Boy was I WRONG on this one.!!!! 
Some how I had gotten in my brain that each Aristo weight was 3 #s.. They are 1 pd or the dash 9 are 2. 

thus every time I stated, I was wrong. 
I took my wifes scales out and weighted the Big Boy finally. 
45pds loco, tender 18 
d-9 15 
mac 13 
45s 15 
E 12


----------



## markoles (Jan 2, 2008)

Marty, 

You didn't tell her that you needed "Her Scale" to weigh the Big Boy, did you?! I was wondering why we were hitting so much turbulence flying to Phoenix last week. 

Didn't you know how heavy that big boy was before you built a plastic bridge for it?! 

Mark


----------



## NTCGRR (Jan 2, 2008)

The BB I had to bring the house scales out. I was told so many different ones that I thought I'd find out for sure.


----------



## Mike Reilley (Jan 2, 2008)

OK...you probably UNDERweighed em all AGAIN....didn't you say your were using the wife's scale?
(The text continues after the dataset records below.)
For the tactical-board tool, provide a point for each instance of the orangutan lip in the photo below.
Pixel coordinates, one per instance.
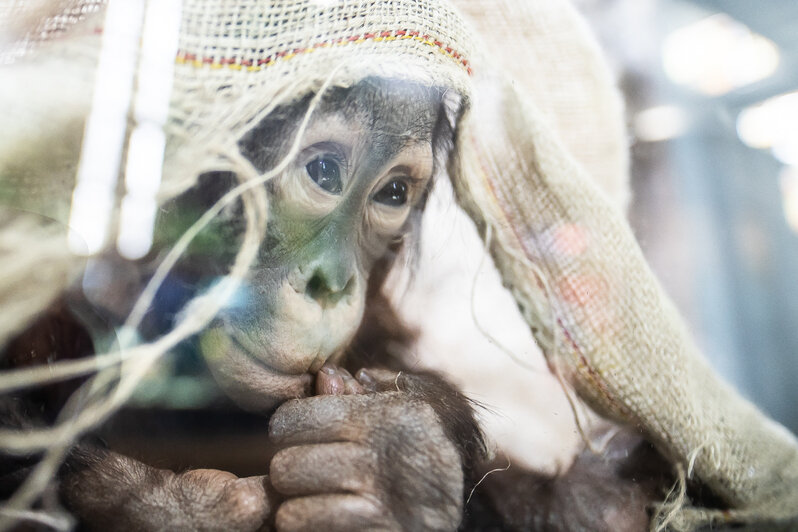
(246, 351)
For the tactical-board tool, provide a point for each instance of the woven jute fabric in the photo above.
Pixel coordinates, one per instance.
(542, 128)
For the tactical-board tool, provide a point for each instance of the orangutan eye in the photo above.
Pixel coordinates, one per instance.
(394, 194)
(326, 173)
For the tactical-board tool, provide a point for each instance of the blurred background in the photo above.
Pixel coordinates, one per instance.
(712, 97)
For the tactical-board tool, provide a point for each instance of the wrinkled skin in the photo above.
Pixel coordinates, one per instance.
(361, 452)
(306, 297)
(383, 449)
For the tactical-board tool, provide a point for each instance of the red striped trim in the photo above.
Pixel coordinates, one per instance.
(257, 64)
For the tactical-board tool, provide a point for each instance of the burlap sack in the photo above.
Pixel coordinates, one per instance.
(524, 168)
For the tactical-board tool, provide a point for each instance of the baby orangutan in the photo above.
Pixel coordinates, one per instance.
(387, 449)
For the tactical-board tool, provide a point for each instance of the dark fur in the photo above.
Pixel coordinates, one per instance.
(98, 484)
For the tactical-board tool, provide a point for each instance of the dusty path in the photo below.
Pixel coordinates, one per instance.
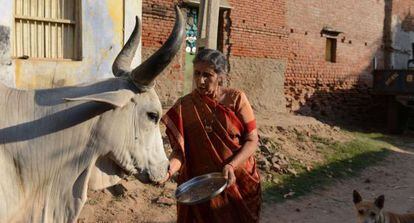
(394, 177)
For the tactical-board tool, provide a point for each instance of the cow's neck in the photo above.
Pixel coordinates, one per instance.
(45, 177)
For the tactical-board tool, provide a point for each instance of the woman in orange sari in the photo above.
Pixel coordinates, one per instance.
(213, 129)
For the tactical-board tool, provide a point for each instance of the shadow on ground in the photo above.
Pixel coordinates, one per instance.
(322, 176)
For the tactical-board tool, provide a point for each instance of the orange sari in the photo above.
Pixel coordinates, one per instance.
(207, 135)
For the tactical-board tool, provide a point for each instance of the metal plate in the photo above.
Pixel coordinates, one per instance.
(201, 188)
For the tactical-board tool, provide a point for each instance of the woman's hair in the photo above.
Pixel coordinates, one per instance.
(214, 58)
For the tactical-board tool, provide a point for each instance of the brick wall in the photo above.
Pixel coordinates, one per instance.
(158, 19)
(259, 41)
(277, 52)
(333, 90)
I thought it was a known fact that all women's scales read light...


----------



## pimanjc (Jan 2, 2008)

Shhhhhhh, Mikey... 
You'd better watch out! I've met Carrie. She is a gracious hostess and a wonderful person. but..... I've never met a woman [including my very slender wife] that liked having her weight questioned.... 

JimC.


----------



## Mike Reilley (Jan 2, 2008)

Wait wait wait wait.....I was talking in general...NOT about specific ladies. I meant what I said about it's a KNOWN FACT that ladies scales real light.....KNOWN FACT. 
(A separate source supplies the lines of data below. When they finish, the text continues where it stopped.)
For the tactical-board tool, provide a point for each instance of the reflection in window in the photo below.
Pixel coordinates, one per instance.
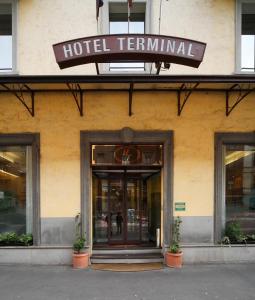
(123, 19)
(248, 37)
(5, 37)
(15, 189)
(240, 186)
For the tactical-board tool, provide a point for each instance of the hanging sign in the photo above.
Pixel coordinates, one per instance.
(129, 47)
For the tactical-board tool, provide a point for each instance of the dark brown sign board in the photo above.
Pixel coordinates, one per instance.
(129, 47)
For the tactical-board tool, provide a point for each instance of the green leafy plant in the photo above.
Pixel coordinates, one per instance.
(175, 244)
(12, 239)
(79, 244)
(80, 239)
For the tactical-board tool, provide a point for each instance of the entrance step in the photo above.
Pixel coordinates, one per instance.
(134, 256)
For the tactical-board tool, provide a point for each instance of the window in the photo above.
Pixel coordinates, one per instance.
(119, 18)
(235, 179)
(240, 185)
(7, 33)
(246, 35)
(18, 184)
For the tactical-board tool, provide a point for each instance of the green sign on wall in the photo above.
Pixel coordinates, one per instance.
(180, 206)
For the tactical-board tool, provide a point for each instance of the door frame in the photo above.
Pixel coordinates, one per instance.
(126, 135)
(124, 178)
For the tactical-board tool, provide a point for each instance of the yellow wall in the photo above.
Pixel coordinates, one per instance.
(44, 23)
(59, 124)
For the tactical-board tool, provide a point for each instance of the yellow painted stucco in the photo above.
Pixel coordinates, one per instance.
(59, 124)
(40, 24)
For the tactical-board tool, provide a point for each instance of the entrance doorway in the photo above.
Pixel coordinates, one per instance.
(136, 152)
(126, 207)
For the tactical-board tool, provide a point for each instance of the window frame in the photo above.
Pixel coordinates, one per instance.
(104, 28)
(239, 34)
(33, 140)
(14, 36)
(222, 139)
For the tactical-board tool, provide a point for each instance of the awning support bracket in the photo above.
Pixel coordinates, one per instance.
(19, 92)
(130, 102)
(242, 94)
(184, 89)
(77, 93)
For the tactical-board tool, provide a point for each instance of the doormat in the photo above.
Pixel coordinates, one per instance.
(127, 267)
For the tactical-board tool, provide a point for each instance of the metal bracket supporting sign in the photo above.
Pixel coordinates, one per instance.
(242, 93)
(77, 93)
(187, 91)
(130, 99)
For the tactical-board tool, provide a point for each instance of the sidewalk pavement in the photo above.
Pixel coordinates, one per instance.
(192, 282)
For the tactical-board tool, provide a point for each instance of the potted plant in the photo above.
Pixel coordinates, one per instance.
(80, 258)
(173, 257)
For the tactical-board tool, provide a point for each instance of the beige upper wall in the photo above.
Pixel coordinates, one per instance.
(59, 124)
(43, 23)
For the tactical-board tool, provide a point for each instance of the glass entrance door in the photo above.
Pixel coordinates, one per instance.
(122, 207)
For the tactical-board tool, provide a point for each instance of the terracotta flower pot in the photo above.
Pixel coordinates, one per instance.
(80, 260)
(173, 260)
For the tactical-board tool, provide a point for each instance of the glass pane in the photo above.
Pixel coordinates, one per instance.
(133, 213)
(248, 37)
(248, 54)
(15, 189)
(100, 210)
(153, 188)
(240, 186)
(150, 155)
(116, 210)
(5, 37)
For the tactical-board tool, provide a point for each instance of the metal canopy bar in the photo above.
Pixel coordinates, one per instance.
(77, 93)
(50, 79)
(18, 91)
(130, 100)
(187, 92)
(241, 95)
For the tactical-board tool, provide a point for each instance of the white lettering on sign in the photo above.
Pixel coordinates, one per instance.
(170, 46)
(152, 45)
(77, 47)
(189, 51)
(97, 45)
(131, 44)
(140, 44)
(87, 44)
(167, 46)
(68, 52)
(121, 43)
(181, 48)
(162, 45)
(105, 49)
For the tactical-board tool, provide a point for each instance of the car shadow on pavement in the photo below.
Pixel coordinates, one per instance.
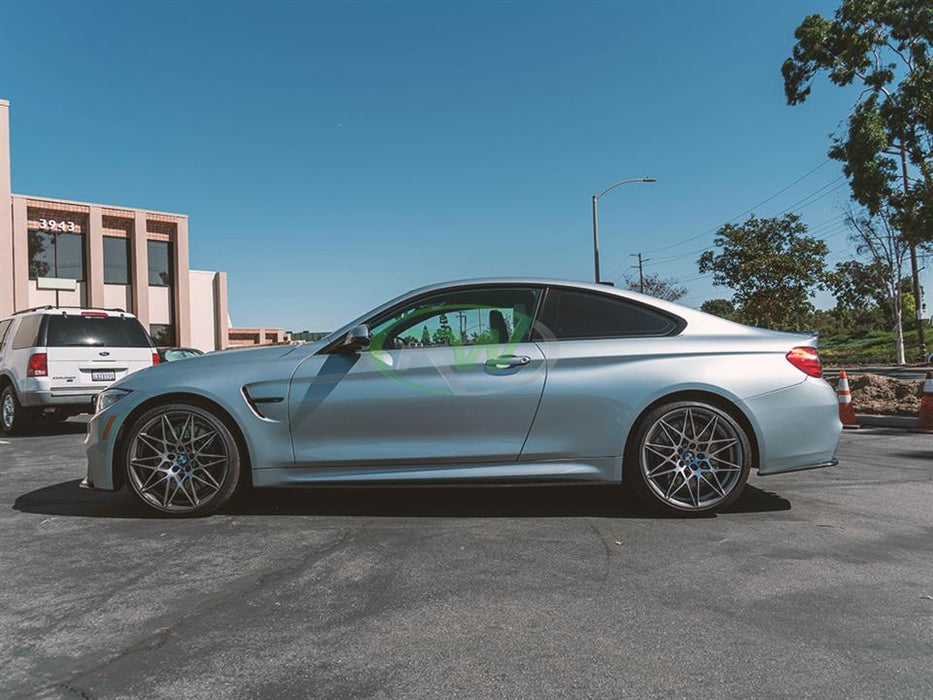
(48, 428)
(68, 499)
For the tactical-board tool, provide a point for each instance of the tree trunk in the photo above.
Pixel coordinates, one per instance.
(898, 312)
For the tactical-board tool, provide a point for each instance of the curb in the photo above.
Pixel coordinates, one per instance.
(898, 422)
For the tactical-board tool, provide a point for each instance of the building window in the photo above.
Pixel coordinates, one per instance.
(160, 264)
(116, 260)
(163, 334)
(56, 254)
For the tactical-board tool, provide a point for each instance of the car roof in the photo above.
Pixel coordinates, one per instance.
(71, 310)
(697, 322)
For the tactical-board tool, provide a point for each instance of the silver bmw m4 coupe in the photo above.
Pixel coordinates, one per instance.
(479, 381)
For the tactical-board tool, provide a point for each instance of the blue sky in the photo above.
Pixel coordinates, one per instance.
(331, 155)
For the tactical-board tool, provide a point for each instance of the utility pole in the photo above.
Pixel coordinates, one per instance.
(641, 275)
(596, 220)
(914, 270)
Now....doncha go getting me in trouble with ANY SPECIFIC female. We all know we love em....and they weigh what they tell us. Done. I believe.


----------



## Ltotis (Jan 3, 2008)

Mark, 
Are you questioning Marty about his "Big Boy"? Sounds like a personal issue to me and not up for public discussion! Maybe a Hooter's discussion.  
LAO


----------



## Tom Daly (Jan 3, 2008)

Hey Larry, 

If it's a Hooters discussion, maybe I'll "weigh in" on that one. 

Tom


----------